Family to visit scene of Congo troop's death
THE family of a teenage soldier who was killed in action 50 years ago in Africa will finally get the chance to see where he died.
The remains of Trooper Pat Mullins (18) -- who died on Ireland's first major UN peacekeeping mission in the Congo -- have never been recovered.
Yesterday, Tpr Mullins was hailed a hero at a special commemoration in his native parish of Kilbehenny, Co Limerick, attended by Justice Minister Alan Shatter and Chief of Staff Lt Gen Sean McCann.
Mr Shatter said that, security permitting, the Government would help members of the Mullins family travel to the spot in Lubumbashi where the young soldier was shot and killed. They will first need to secure UN permission and take into account the security threat in the African country.
Tpr Mullins died alongside his friend, Corporal Michael Nolan (22), when their armoured car was ambushed on September 15, 1961, by heavily armed mercenaries.
The soldiers' relatives -- including his brothers Thomas and Denis and sisters Margaret, Mary and Nelly -- were yesterday joined by members of the Nolan family and former army comrades.
Denis Mullins said he had good memories of his youngest brother and admitted it was very sad that they had no grave for him.

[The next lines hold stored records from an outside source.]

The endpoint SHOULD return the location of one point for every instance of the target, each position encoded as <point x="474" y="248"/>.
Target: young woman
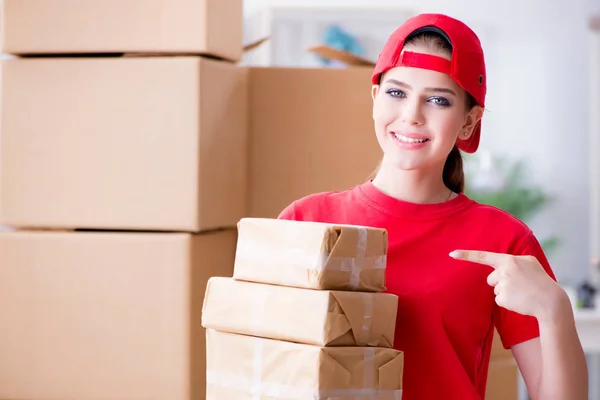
<point x="459" y="268"/>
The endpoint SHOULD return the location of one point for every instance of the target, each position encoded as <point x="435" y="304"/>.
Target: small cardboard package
<point x="242" y="367"/>
<point x="318" y="317"/>
<point x="311" y="255"/>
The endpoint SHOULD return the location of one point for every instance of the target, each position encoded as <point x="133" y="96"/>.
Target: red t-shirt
<point x="447" y="313"/>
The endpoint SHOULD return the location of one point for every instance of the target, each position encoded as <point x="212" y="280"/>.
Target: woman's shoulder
<point x="319" y="206"/>
<point x="493" y="222"/>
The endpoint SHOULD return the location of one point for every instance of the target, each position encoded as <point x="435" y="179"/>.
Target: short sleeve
<point x="289" y="212"/>
<point x="515" y="328"/>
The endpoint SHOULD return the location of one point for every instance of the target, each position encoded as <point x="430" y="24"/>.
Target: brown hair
<point x="453" y="175"/>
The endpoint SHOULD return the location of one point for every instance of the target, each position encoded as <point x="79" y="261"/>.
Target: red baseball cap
<point x="467" y="66"/>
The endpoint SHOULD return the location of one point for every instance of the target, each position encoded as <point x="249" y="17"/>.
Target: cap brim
<point x="471" y="144"/>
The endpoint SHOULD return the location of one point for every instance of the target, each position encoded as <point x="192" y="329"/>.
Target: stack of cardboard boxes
<point x="131" y="145"/>
<point x="303" y="316"/>
<point x="123" y="166"/>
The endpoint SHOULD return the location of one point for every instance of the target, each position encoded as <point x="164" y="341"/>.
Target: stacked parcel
<point x="304" y="315"/>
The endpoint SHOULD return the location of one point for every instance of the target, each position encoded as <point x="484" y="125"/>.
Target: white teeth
<point x="407" y="139"/>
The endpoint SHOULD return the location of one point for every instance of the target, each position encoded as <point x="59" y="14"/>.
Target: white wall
<point x="537" y="100"/>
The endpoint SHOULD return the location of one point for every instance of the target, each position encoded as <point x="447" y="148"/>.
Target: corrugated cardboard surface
<point x="112" y="316"/>
<point x="319" y="317"/>
<point x="311" y="131"/>
<point x="115" y="26"/>
<point x="311" y="255"/>
<point x="147" y="143"/>
<point x="239" y="365"/>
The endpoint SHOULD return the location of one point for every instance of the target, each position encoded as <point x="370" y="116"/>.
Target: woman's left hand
<point x="520" y="282"/>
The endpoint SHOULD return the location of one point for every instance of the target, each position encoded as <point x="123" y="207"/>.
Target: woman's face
<point x="419" y="114"/>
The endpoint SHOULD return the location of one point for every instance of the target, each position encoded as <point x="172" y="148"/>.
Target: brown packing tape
<point x="311" y="254"/>
<point x="317" y="317"/>
<point x="371" y="323"/>
<point x="240" y="366"/>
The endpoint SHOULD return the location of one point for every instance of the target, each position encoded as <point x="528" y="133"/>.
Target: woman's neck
<point x="417" y="186"/>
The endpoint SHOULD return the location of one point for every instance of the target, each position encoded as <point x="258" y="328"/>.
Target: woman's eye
<point x="440" y="101"/>
<point x="395" y="93"/>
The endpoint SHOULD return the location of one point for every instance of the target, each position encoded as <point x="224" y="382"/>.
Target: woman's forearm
<point x="564" y="367"/>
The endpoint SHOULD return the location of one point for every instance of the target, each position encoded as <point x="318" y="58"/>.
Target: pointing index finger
<point x="480" y="257"/>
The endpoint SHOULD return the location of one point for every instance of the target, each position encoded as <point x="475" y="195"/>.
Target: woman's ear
<point x="473" y="117"/>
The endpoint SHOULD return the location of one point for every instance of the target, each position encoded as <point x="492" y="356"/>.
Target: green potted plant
<point x="501" y="182"/>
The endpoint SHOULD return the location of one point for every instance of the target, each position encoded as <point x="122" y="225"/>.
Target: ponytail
<point x="453" y="175"/>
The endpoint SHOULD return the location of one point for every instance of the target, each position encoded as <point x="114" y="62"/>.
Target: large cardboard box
<point x="311" y="255"/>
<point x="317" y="317"/>
<point x="208" y="27"/>
<point x="112" y="316"/>
<point x="138" y="143"/>
<point x="243" y="367"/>
<point x="311" y="130"/>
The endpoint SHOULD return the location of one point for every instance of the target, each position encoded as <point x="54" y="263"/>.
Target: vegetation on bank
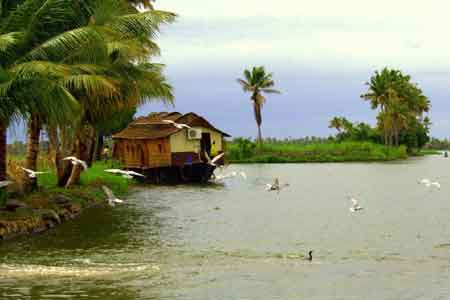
<point x="50" y="205"/>
<point x="245" y="151"/>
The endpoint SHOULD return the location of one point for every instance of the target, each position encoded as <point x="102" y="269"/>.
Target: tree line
<point x="401" y="118"/>
<point x="76" y="69"/>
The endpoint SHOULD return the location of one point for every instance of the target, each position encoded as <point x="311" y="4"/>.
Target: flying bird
<point x="31" y="173"/>
<point x="177" y="125"/>
<point x="243" y="175"/>
<point x="77" y="162"/>
<point x="424" y="181"/>
<point x="111" y="199"/>
<point x="125" y="173"/>
<point x="436" y="185"/>
<point x="5" y="183"/>
<point x="275" y="186"/>
<point x="213" y="161"/>
<point x="355" y="206"/>
<point x="310" y="255"/>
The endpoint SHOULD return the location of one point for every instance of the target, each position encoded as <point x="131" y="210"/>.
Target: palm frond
<point x="92" y="85"/>
<point x="270" y="91"/>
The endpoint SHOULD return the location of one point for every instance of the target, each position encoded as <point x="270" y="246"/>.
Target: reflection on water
<point x="237" y="241"/>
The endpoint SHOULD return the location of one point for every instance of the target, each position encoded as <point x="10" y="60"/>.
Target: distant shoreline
<point x="320" y="153"/>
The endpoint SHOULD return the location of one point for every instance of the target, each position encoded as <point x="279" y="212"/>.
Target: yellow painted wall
<point x="180" y="143"/>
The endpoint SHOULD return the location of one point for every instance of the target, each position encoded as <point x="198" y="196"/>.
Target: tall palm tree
<point x="336" y="123"/>
<point x="257" y="82"/>
<point x="97" y="57"/>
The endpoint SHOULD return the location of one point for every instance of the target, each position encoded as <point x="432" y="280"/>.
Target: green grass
<point x="323" y="152"/>
<point x="90" y="187"/>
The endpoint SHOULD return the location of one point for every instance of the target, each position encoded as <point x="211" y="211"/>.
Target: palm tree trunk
<point x="259" y="136"/>
<point x="55" y="151"/>
<point x="33" y="135"/>
<point x="84" y="142"/>
<point x="75" y="170"/>
<point x="3" y="128"/>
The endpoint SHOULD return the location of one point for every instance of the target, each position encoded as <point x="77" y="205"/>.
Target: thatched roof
<point x="152" y="126"/>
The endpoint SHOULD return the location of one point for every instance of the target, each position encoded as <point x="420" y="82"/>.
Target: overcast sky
<point x="321" y="53"/>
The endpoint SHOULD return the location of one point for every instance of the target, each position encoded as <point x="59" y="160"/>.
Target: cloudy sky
<point x="321" y="53"/>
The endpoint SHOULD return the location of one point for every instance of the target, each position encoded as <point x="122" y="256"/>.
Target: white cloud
<point x="322" y="33"/>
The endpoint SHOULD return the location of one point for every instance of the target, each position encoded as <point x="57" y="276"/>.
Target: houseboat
<point x="166" y="153"/>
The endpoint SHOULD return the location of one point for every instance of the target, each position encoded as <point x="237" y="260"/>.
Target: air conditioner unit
<point x="194" y="134"/>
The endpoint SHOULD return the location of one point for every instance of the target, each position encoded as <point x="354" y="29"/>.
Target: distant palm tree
<point x="257" y="82"/>
<point x="337" y="123"/>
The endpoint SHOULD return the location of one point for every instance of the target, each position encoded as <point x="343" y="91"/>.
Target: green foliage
<point x="438" y="144"/>
<point x="241" y="148"/>
<point x="401" y="105"/>
<point x="281" y="152"/>
<point x="258" y="82"/>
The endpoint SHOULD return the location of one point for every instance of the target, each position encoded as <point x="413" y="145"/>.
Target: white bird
<point x="112" y="200"/>
<point x="355" y="206"/>
<point x="424" y="181"/>
<point x="5" y="183"/>
<point x="177" y="125"/>
<point x="213" y="161"/>
<point x="436" y="184"/>
<point x="77" y="162"/>
<point x="125" y="173"/>
<point x="275" y="186"/>
<point x="31" y="173"/>
<point x="243" y="175"/>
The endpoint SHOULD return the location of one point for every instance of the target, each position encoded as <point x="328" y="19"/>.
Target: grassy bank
<point x="51" y="205"/>
<point x="245" y="152"/>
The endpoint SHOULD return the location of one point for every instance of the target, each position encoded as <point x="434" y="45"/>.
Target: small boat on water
<point x="170" y="147"/>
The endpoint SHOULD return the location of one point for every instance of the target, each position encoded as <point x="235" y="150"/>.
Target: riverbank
<point x="245" y="152"/>
<point x="51" y="205"/>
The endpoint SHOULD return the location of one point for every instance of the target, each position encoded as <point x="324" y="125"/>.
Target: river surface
<point x="238" y="241"/>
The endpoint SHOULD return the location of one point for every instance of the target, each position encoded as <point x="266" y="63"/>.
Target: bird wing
<point x="70" y="158"/>
<point x="5" y="183"/>
<point x="135" y="173"/>
<point x="217" y="158"/>
<point x="28" y="170"/>
<point x="108" y="192"/>
<point x="83" y="164"/>
<point x="114" y="171"/>
<point x="208" y="158"/>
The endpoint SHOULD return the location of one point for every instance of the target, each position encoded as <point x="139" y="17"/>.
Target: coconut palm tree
<point x="258" y="82"/>
<point x="101" y="61"/>
<point x="337" y="123"/>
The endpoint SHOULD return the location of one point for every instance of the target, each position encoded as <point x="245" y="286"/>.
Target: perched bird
<point x="31" y="173"/>
<point x="125" y="173"/>
<point x="355" y="207"/>
<point x="77" y="162"/>
<point x="111" y="199"/>
<point x="177" y="125"/>
<point x="5" y="183"/>
<point x="310" y="255"/>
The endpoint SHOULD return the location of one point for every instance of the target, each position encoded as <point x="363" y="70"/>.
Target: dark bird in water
<point x="310" y="255"/>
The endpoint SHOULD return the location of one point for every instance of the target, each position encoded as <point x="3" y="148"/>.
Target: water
<point x="237" y="241"/>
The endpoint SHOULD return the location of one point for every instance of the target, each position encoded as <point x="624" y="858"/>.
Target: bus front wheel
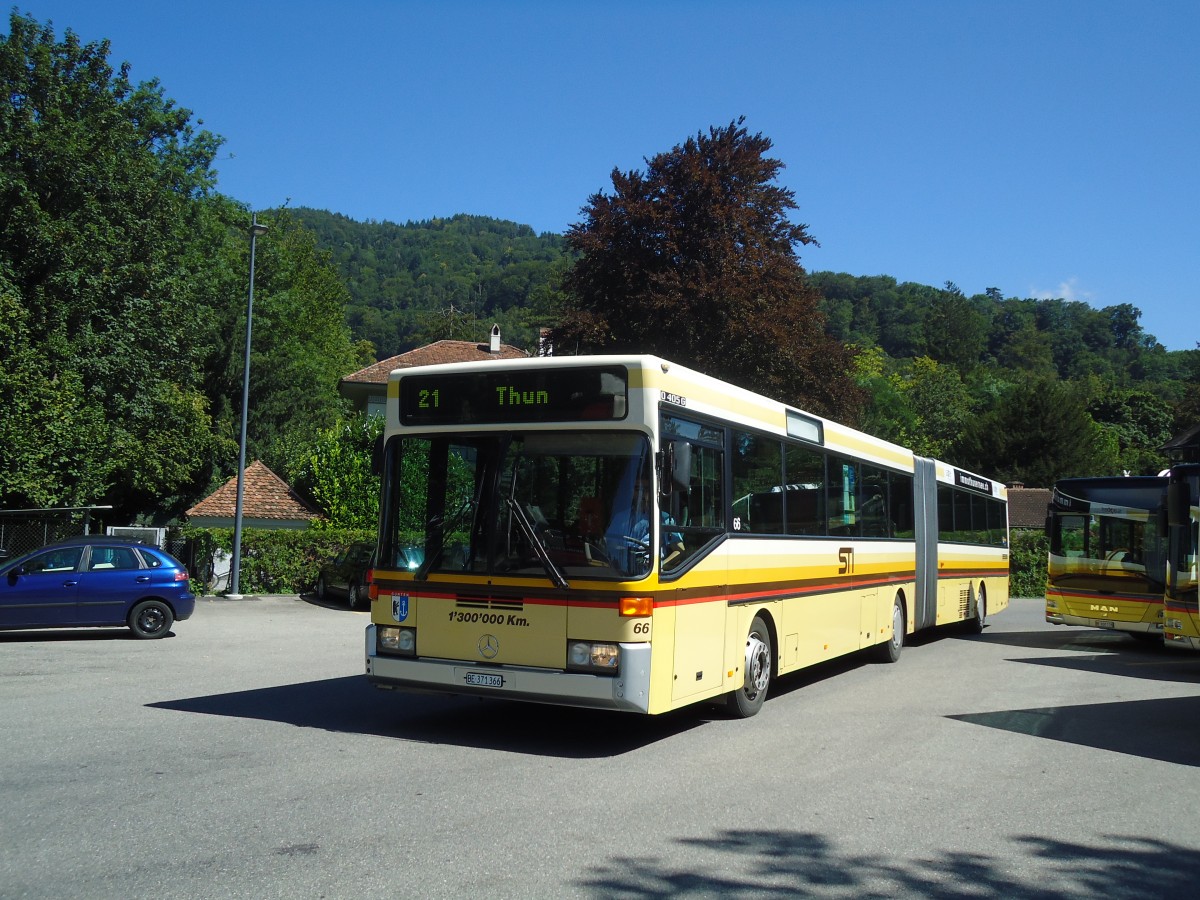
<point x="748" y="700"/>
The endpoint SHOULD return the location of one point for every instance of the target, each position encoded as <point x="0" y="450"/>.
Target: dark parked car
<point x="346" y="575"/>
<point x="94" y="581"/>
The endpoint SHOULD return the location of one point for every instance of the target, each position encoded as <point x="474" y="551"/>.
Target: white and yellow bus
<point x="1181" y="624"/>
<point x="1107" y="565"/>
<point x="623" y="533"/>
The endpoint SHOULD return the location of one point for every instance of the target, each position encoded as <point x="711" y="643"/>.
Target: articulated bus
<point x="1181" y="624"/>
<point x="623" y="533"/>
<point x="1108" y="558"/>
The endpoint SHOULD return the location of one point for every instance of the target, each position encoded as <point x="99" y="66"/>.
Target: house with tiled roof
<point x="1027" y="505"/>
<point x="367" y="388"/>
<point x="267" y="502"/>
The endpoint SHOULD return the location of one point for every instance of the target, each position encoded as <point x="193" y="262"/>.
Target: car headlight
<point x="592" y="657"/>
<point x="401" y="641"/>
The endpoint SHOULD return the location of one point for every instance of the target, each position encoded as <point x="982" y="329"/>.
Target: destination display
<point x="543" y="395"/>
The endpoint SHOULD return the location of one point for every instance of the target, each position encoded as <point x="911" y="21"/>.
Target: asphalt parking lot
<point x="245" y="756"/>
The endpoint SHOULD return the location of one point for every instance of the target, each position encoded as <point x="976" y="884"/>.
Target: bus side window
<point x="805" y="495"/>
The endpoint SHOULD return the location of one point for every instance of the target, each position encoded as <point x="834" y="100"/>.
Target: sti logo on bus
<point x="400" y="606"/>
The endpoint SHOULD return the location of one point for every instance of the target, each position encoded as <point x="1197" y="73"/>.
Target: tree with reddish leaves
<point x="695" y="261"/>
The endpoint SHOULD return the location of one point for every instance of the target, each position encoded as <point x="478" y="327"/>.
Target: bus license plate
<point x="481" y="679"/>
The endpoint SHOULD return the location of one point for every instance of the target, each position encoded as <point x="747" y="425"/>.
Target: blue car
<point x="91" y="581"/>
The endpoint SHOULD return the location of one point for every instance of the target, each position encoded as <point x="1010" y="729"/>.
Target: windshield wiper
<point x="553" y="571"/>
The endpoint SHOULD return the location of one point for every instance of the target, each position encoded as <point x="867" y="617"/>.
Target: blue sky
<point x="1048" y="148"/>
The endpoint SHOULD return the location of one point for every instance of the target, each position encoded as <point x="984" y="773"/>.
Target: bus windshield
<point x="553" y="504"/>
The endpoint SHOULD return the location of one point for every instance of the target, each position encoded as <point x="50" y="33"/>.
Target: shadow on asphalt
<point x="1151" y="729"/>
<point x="351" y="705"/>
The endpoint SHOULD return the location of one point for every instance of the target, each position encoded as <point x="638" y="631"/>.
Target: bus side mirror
<point x="377" y="456"/>
<point x="1177" y="504"/>
<point x="679" y="466"/>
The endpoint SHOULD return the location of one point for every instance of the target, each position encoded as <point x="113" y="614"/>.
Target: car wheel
<point x="151" y="618"/>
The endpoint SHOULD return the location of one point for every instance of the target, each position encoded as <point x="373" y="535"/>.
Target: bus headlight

"He was a good hurler, he hurled with the Southern Command. And he played underage football with the Galtee Rovers. He was a good footballer, too, and would have been a very good footballer if he had been able to continue."
Mr Mullins said it was a great comfort for the family to meet his colleagues yesterday.
Tpr Mullins' memorial -- a stone monument in front of Kilbehenny Church -- was organised by the Defence Forces and supported by the Irish United Nations Veterans Association.